"A child's learning is the function more of the characteristics of his classmates than those of the teacher." James Coleman, 1972

Tuesday, August 25, 2009

Arne's Assistant

Below is a short article about Thelma Meléndez de Santa Ana, the Assistant Secretary for Elementary and Secondary Education. You'll notice her connections to a number of philanthropic organizations - Broad, Stupski, Annenberg. She also remembers the time she spent in leveled reading groups as a young child. Leveled reading is part of the standardization crap, the "you can't read that book because you're only a level 15 reader" bullshit that passes as literacy in many of our nation's classrooms. We don't have full-service libraries with librarians in our schools; we don't give teachers the financial resources to stock their room with books; we don't make reading fun for our children - we just give them more testing, more basal readers, more Scott Foresman textbooks, and more DIBELS testing.
I hope Thelma talks to Arne about her horrible experience in a leveled reading group. Arne says he wants kids to love reading. They're not going to love reading when they're stigmatized and drilled, endlessly tested and DIBELed; they'll love reading when they can choose the books they read and find power from the materials they choose to explore. For all the talk about school choice, there's very little dialogue about allowing children to choose their own reading materials.
Assistant Secretary for Elementary and Secondary Education: Who Is Thelma Meléndez de Santa Ana?
Tuesday, August 25, 2009
Matt Bewig

The new chief federal official for K-12 education empathizes easily with students who face difficulties in school. Born in 1958 to Mexican immigrants, Dr. Thelma Meléndez de Santa Ana arrived at kindergarten unable to speak or read English, and found the daunting task of learning her new language complicated by ostracism from her Anglo classmates. Although her kindergarten teacher was helpful and sympathetic, Meléndez de Santa Ana later recalled a humiliating first grade experience, when a teacher placed her in the slowest group of readers. “They called us ‘the buzzards,’ and all we did was recite the alphabet over and over and over again.” Later, Meléndez de Santa Ana was told by a high school counselor she had no chance of going to UCLA. Proving that counselor wrong, she earned a B.A. in Sociology from UCLA in 1981 and a Ph.D. in language, literacy and learning from the Rossier School of Education at USC in 1995. She was confirmed for her new position on July 24, 2009.

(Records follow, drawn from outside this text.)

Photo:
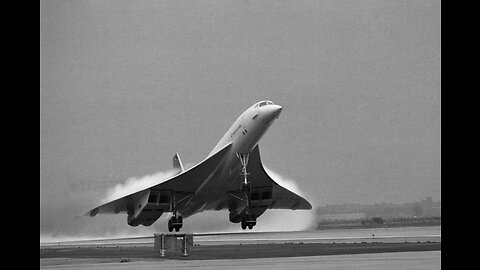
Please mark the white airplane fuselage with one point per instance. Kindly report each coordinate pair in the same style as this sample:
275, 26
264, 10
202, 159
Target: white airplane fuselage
244, 135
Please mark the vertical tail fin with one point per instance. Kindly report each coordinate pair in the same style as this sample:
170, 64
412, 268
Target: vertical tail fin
177, 163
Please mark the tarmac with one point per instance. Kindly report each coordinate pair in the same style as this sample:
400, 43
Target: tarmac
264, 250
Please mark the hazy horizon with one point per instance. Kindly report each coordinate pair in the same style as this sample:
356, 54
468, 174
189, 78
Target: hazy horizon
124, 85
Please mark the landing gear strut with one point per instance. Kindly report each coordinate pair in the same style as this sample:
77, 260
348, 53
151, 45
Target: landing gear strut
246, 187
249, 220
176, 221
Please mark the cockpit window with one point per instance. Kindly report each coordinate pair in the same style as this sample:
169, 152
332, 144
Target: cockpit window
263, 103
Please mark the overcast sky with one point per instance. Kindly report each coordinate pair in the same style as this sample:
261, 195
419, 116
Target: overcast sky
126, 84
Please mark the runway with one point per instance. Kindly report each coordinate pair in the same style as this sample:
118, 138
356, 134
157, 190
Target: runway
371, 247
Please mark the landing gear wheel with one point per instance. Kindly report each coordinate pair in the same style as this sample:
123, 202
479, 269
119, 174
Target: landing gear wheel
175, 223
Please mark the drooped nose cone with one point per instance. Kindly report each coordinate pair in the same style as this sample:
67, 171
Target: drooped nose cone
274, 112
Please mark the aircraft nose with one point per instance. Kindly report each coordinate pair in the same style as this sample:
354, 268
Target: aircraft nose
274, 112
277, 110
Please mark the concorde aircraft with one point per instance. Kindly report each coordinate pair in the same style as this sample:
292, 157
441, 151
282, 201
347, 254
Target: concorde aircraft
231, 178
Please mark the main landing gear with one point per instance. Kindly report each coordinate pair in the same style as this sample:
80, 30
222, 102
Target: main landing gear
249, 220
176, 221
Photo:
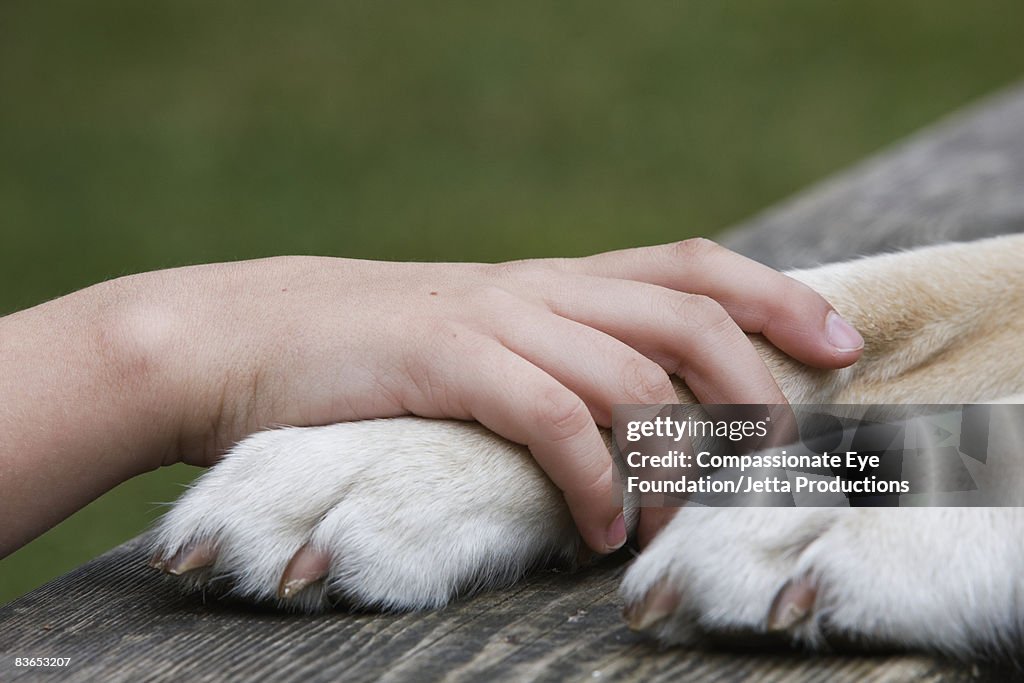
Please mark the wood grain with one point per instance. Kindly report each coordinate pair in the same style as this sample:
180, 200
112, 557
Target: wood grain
120, 621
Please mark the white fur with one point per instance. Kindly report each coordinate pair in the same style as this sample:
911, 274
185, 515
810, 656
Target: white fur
416, 512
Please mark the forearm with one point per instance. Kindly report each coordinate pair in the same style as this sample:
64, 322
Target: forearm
81, 407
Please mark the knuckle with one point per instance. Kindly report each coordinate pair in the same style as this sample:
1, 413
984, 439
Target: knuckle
522, 271
495, 297
708, 312
562, 415
695, 249
647, 383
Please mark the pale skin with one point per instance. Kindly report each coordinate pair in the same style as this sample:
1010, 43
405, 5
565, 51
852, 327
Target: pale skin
176, 366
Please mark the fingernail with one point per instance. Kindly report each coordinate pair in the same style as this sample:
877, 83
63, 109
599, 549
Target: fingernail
841, 334
792, 605
615, 537
189, 558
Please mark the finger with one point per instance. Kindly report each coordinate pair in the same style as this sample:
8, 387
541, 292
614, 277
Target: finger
690, 335
515, 398
598, 368
762, 300
652, 520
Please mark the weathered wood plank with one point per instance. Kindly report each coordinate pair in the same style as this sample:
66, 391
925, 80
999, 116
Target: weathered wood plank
119, 621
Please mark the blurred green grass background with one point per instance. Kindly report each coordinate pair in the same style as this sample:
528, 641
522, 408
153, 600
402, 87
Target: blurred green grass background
138, 135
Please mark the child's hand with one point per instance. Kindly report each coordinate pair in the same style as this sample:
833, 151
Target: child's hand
109, 382
539, 351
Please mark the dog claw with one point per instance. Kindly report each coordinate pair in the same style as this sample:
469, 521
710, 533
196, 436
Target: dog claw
659, 603
190, 557
306, 566
792, 605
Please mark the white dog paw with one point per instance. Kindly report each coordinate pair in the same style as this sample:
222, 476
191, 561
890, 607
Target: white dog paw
386, 514
946, 580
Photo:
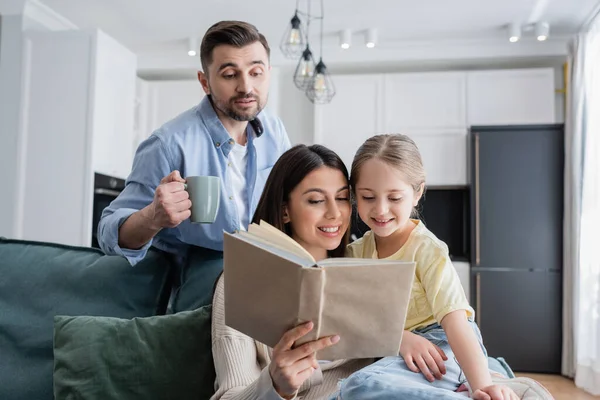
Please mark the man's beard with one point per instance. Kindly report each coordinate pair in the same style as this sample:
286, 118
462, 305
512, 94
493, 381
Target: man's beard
227, 107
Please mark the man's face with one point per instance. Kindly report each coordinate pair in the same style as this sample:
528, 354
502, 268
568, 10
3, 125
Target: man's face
238, 80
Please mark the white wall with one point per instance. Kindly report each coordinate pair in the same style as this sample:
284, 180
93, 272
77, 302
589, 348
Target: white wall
297, 112
10, 119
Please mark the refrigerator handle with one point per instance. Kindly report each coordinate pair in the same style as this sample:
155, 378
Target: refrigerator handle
478, 299
477, 211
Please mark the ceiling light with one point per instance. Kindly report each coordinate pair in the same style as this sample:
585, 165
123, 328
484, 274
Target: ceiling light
294, 38
345, 39
514, 32
542, 30
192, 46
371, 39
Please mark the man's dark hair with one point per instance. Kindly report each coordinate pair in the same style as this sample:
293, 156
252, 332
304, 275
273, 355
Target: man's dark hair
232, 33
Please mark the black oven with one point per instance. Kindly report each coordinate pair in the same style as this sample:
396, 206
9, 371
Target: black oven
445, 211
106, 189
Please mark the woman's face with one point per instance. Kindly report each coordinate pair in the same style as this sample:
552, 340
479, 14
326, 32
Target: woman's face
318, 211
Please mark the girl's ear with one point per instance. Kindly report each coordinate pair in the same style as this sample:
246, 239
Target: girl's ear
286, 215
418, 194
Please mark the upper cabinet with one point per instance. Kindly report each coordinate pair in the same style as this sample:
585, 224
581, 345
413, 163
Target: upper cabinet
162, 100
354, 115
511, 97
78, 113
435, 109
424, 101
113, 77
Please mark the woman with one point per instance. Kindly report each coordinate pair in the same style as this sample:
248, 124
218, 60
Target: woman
306, 196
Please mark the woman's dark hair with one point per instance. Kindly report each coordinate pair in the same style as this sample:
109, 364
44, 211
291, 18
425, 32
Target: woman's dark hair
287, 173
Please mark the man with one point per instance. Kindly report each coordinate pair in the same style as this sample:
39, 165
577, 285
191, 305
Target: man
226, 135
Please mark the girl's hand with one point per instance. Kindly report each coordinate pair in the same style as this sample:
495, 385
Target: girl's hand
495, 392
423, 356
290, 367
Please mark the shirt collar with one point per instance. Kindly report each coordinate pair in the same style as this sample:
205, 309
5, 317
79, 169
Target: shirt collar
216, 130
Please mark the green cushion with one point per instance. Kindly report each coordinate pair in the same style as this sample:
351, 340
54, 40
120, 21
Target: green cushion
41, 280
162, 357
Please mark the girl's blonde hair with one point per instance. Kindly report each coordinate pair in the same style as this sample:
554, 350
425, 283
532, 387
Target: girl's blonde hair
396, 150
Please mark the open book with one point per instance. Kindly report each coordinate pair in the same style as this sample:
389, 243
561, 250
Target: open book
273, 284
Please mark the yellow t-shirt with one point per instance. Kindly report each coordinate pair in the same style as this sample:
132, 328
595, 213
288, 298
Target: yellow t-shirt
436, 290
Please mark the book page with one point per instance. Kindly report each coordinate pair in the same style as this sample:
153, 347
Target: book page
268, 233
268, 246
346, 261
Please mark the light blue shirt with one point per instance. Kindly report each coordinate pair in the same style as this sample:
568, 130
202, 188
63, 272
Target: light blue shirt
194, 143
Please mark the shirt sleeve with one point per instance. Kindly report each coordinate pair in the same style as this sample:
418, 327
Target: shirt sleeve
151, 163
442, 285
238, 373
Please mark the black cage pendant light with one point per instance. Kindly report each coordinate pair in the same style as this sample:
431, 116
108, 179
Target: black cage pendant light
304, 70
293, 41
320, 89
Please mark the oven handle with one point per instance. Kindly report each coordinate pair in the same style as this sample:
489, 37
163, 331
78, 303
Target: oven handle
107, 192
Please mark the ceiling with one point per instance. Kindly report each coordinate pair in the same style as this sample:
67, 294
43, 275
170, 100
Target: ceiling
154, 27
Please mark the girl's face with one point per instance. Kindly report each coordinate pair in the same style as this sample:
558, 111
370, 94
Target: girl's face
384, 199
318, 211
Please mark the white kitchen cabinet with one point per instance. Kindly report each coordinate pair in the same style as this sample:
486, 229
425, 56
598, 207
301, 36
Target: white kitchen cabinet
511, 97
113, 69
424, 101
77, 119
169, 98
444, 156
464, 273
353, 116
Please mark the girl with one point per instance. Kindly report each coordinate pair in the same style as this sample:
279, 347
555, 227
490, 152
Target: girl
441, 340
307, 196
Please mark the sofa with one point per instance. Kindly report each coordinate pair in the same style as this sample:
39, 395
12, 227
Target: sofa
54, 299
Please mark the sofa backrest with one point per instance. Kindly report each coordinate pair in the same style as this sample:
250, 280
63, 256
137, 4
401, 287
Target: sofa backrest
40, 280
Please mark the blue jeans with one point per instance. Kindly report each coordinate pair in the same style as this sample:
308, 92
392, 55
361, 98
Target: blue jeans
390, 378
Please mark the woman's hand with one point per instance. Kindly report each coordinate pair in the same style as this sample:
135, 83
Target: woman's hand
290, 367
495, 392
423, 356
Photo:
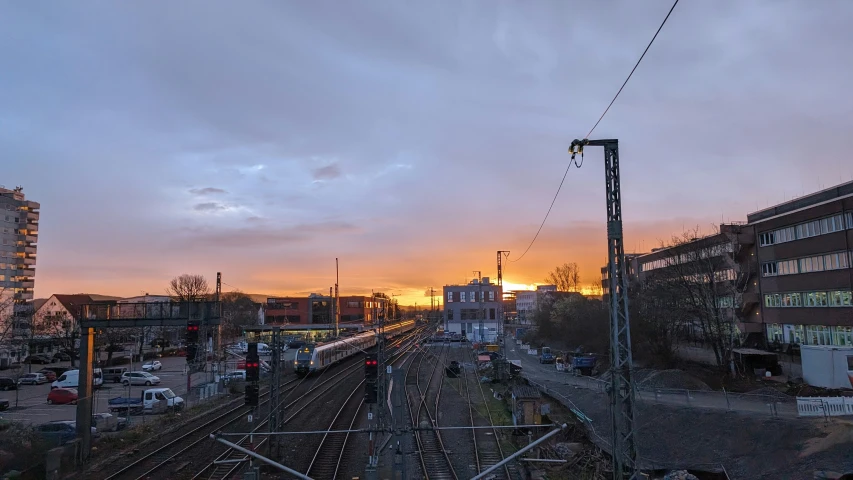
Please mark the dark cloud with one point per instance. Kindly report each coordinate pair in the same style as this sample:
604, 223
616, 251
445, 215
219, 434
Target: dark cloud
329, 172
207, 191
209, 207
436, 121
272, 237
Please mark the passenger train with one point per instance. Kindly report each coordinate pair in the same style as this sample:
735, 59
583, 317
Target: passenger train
311, 358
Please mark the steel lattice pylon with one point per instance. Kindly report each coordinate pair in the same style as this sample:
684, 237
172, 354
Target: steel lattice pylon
621, 361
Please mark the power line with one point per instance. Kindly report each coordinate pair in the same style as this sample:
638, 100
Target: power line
573, 161
632, 70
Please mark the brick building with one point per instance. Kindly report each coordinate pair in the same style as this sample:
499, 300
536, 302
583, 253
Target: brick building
316, 309
806, 281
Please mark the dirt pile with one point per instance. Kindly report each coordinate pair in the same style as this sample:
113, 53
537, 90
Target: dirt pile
671, 379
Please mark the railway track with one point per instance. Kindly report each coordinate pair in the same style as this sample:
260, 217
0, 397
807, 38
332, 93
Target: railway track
327, 459
168, 454
435, 462
231, 461
487, 446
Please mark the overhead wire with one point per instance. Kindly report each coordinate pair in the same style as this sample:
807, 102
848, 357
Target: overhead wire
573, 161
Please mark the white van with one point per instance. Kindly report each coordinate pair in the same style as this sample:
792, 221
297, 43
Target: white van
71, 379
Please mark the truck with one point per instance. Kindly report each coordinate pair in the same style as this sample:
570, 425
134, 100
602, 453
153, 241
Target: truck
152, 400
546, 356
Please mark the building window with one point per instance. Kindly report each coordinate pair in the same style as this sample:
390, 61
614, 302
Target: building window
832, 224
843, 336
787, 267
774, 332
818, 335
811, 264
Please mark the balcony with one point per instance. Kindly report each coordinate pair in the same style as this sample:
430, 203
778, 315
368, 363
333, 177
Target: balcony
748, 301
23, 295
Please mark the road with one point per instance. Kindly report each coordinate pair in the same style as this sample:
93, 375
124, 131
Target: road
549, 376
32, 399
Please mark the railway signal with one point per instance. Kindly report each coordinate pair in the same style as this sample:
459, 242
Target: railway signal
371, 368
192, 332
253, 363
371, 392
252, 395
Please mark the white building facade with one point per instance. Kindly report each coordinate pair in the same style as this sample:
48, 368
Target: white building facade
474, 310
526, 300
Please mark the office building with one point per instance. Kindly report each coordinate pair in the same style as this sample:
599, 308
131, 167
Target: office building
804, 251
526, 301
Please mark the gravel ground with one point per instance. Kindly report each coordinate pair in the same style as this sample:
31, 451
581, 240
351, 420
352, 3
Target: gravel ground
749, 447
454, 412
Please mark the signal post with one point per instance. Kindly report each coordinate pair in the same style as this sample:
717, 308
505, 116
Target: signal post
371, 394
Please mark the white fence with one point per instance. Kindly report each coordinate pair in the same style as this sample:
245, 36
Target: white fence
824, 406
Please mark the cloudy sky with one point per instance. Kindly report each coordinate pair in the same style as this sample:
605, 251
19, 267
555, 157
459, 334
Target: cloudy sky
410, 139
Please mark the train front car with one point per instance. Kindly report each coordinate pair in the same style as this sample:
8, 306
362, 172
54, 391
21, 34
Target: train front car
304, 362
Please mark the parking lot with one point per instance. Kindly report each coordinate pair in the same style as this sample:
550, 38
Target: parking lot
32, 399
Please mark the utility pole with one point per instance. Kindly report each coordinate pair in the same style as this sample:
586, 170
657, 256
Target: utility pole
480, 313
621, 360
275, 393
337, 301
500, 266
398, 403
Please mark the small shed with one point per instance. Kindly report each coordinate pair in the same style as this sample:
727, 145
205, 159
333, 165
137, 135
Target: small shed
526, 406
827, 366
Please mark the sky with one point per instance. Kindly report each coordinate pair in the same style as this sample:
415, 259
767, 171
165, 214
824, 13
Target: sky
410, 140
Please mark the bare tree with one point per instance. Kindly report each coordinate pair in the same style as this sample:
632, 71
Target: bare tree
238, 310
188, 288
699, 284
566, 277
656, 321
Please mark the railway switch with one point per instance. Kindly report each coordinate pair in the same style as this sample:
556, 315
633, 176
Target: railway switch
371, 368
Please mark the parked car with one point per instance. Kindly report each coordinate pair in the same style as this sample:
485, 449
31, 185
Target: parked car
40, 359
61, 357
151, 366
114, 374
32, 379
7, 383
61, 431
62, 396
139, 378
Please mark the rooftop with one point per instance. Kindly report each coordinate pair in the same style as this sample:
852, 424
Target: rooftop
812, 199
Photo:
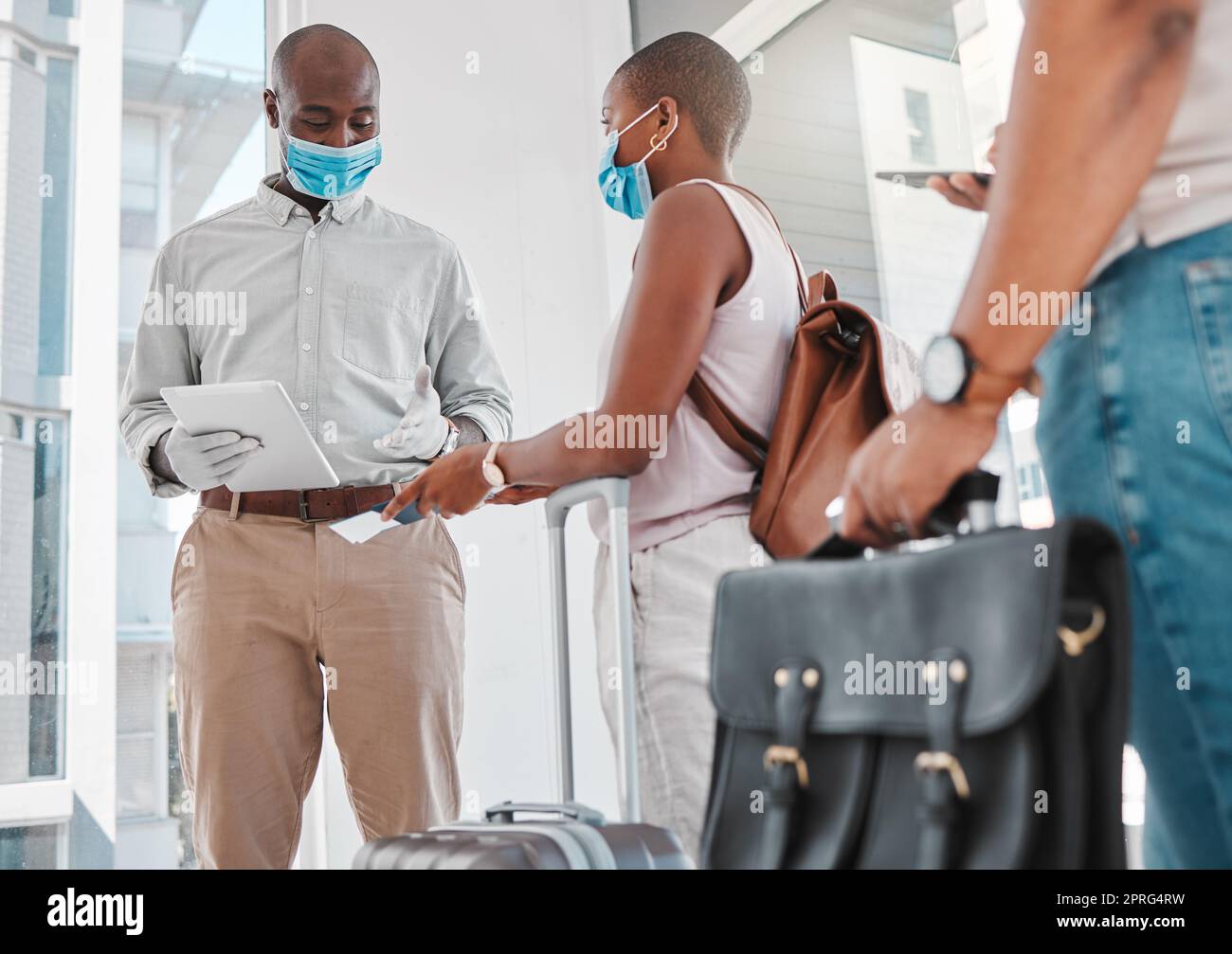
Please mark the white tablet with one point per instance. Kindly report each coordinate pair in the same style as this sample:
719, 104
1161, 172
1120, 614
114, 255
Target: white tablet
262, 409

Meléndez de Santa Ana has spent her entire career in Southern California. She worked in the Montebello Unified School District as a bilingual classroom teacher, middle school assistant principal for curriculum and instruction, and elementary school principal. For the Pasadena Unified School District, she was director of instruction for elementary and middle schools. From 1997 to 1999, she was Director of the Los Angeles Annenberg Metropolitan Project, a $53 million school reform project that worked to improve Los Angeles schools, but had mixed early results. Returning to school administration, she served as Deputy Superintendant and Chief Academic Officer at the Pomona Unified School District from 1999 to 2005. Lured back to the nonprofit world, she worked for a year and a half as Program Manager for the Stupski Foundation, a San Francisco-based non-profit focused on district-level reform, from early 2005 through June 2006. Returning to Pomona in July 2006, Meléndez de Santa Ana served as superintendant of the district, which has more than 40 schools serving more than 33,000 students in Pomona and parts of Diamond Bar, until July 2009, when her nomination to the Department of Education was confirmed by the Senate.
Meléndez is also associated with The Broad Foundation, a Los Angeles-based venture philanthropic organization established by Eli Broad. In 2006 she was among 18 business executives, military leaders, and career educators who were selected by The Eli Broad Center for the Management of School Systems to participate in the Broad Superintendents Academy, a 10-month executive management program to train working CEOs to lead urban public school systems.